Technologies

Upon vascular injury, platelets attach to the injured spot and release ADP which triggers further platelet activation, recruitment and aggregation. When too many platelets accumulate at this site, the vessel can be blocked, possibly restricting blood flow and oxygen transport, such as occur in ischemic stroke and coronary artery disease.

Because adenosine diphosphate (ADP) can trigger platelet activation, recruitment & aggregation, a substance which degrades ADP would be useful in treating or preventing these diseases that involve inappropriate platelet aggregation. CD39 is an enzyme with ADPase (apyrase, ) and ATPase activity that is found on the surface of vascular endothelial cells and controls blood fluidity and inhibits platelet formation. Dr. Aaron Marcus, a pioneering biomedical researcher in hematology and vascular biology at Weill Cornell Medical College, has determined that adding a soluble form of CD39 (solCD39), could play an important therapeutic role in inhibiting clot formation in the vasculature.

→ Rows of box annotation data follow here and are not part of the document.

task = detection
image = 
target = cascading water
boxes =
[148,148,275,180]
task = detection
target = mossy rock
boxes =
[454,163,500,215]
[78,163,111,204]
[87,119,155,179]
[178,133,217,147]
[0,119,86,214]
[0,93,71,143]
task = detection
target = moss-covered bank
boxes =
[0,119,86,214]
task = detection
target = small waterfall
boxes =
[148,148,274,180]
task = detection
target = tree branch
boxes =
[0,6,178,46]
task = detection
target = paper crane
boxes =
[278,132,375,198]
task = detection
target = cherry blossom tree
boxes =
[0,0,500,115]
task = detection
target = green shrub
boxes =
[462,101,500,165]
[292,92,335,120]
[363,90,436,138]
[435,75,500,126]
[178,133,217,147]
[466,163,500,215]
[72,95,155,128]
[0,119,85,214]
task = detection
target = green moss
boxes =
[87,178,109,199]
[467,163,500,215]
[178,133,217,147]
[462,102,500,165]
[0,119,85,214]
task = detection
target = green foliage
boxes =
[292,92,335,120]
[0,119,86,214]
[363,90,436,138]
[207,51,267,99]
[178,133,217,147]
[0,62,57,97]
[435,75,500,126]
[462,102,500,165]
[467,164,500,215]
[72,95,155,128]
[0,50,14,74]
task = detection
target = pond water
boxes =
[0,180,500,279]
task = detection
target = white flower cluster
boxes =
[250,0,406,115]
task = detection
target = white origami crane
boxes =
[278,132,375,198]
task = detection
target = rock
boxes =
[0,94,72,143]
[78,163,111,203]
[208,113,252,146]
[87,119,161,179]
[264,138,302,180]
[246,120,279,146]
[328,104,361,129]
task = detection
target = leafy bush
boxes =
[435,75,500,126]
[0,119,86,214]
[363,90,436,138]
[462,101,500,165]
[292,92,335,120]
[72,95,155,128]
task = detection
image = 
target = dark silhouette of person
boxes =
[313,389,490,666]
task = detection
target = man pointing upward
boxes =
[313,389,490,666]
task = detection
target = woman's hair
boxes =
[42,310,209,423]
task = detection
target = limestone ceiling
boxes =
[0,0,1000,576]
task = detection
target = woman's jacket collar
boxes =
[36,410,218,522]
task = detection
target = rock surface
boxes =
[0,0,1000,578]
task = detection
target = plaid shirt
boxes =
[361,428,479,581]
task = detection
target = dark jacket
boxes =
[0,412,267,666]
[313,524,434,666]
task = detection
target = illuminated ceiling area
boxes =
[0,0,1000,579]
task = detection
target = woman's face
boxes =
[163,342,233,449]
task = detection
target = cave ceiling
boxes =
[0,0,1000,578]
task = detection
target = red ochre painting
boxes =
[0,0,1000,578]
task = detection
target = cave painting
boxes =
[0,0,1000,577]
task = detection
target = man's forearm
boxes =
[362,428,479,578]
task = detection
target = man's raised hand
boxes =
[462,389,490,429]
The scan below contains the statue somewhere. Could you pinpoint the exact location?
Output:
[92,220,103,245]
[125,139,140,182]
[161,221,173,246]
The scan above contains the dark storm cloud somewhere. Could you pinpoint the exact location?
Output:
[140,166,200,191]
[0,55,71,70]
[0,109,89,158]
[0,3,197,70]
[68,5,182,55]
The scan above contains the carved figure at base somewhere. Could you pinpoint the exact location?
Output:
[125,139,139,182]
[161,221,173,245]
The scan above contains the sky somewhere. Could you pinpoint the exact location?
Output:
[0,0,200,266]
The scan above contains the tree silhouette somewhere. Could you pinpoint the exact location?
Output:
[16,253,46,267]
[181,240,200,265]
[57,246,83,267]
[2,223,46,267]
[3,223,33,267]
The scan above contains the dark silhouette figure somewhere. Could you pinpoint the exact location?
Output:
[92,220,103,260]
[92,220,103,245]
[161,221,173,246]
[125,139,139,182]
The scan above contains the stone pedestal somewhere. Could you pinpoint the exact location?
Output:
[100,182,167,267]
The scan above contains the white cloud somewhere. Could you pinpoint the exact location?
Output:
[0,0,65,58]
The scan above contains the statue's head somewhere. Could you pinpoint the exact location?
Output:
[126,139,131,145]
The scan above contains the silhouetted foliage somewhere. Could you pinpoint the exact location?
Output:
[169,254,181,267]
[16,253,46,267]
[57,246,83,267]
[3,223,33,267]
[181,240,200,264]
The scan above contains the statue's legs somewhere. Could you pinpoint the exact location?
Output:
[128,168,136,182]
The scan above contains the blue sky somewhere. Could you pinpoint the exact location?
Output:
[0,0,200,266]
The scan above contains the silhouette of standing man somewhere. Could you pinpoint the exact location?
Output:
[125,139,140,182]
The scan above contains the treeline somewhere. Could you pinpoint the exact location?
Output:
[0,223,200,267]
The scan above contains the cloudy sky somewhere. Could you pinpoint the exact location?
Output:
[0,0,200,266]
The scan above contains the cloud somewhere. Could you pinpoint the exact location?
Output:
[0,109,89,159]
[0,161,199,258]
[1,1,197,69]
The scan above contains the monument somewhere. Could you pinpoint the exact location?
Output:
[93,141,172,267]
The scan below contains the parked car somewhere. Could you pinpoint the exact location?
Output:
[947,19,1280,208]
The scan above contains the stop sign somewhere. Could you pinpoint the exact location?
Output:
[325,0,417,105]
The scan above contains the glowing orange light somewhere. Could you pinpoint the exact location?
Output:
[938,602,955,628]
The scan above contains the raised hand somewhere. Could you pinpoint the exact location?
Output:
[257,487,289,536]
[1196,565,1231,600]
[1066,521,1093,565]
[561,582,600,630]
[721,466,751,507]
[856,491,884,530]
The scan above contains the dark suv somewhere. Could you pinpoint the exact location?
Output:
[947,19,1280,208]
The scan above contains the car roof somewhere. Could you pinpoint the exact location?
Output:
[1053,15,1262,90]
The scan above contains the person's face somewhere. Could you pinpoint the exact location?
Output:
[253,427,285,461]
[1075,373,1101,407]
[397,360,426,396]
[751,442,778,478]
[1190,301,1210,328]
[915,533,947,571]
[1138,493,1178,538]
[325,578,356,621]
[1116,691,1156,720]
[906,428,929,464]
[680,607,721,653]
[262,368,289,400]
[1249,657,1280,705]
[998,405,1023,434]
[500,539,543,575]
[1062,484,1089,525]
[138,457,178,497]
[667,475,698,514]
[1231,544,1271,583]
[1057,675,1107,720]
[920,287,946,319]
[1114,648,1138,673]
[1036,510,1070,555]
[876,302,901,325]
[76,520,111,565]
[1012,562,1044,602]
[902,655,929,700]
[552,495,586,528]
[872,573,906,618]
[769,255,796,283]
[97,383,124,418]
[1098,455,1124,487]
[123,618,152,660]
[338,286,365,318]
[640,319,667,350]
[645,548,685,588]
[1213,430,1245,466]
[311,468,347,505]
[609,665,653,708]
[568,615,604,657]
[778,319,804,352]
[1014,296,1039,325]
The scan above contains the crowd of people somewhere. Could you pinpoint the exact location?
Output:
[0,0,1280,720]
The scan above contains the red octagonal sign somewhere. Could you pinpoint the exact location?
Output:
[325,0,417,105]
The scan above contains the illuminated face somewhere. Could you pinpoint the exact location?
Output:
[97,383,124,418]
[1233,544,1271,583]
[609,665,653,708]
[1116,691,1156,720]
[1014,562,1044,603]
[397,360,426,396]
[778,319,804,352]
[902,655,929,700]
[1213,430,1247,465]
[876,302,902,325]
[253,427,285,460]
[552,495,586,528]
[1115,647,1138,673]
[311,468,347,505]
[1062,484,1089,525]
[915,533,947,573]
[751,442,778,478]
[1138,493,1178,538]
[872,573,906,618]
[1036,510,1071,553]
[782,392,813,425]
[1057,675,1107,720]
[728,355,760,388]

Current therapies for such conditions include leukocyte adhesion receptors and recruited neutrophils which contribute to halting postischemic hypoperfusion, are not completely effective since progressive microvascular thrombosis persists after stroke. Thrombolytic agents, including rtPA and pro-urokinase, have limited utility due to their risk of intracranial hemorrhage. Contrary to other platelet inhibitors currently in use for patients, solCD39 does not damage platelets in order to exert its therapeutic effects.

Administering solCD39 to rodents subjected to occlusion of a middle cerebral artery (MCAO stroke model) reduced both infarct volume and neurological deficit by half, even when administered 3 hours after the stroke. Further, in pigs, solCD39 has a half life of 5-7 days, thereby able to provide prolonged protection after a single administration. solCD39 represents a promising antithrombotic therapy with the ability to disaggregate platelets under recruitment by ADP signaling, reduce intravascular thrombosis, without increasing intracranial hemorrhage risk, that does not effect primary hemostasis. Hence, solCD39 may prove useful in treating and preventing vascular diseases such as atherosclerosis, embolism, coronary and cerebral ischemia, injury from myocardial infarction, and in combination with procedures such as angioplasty.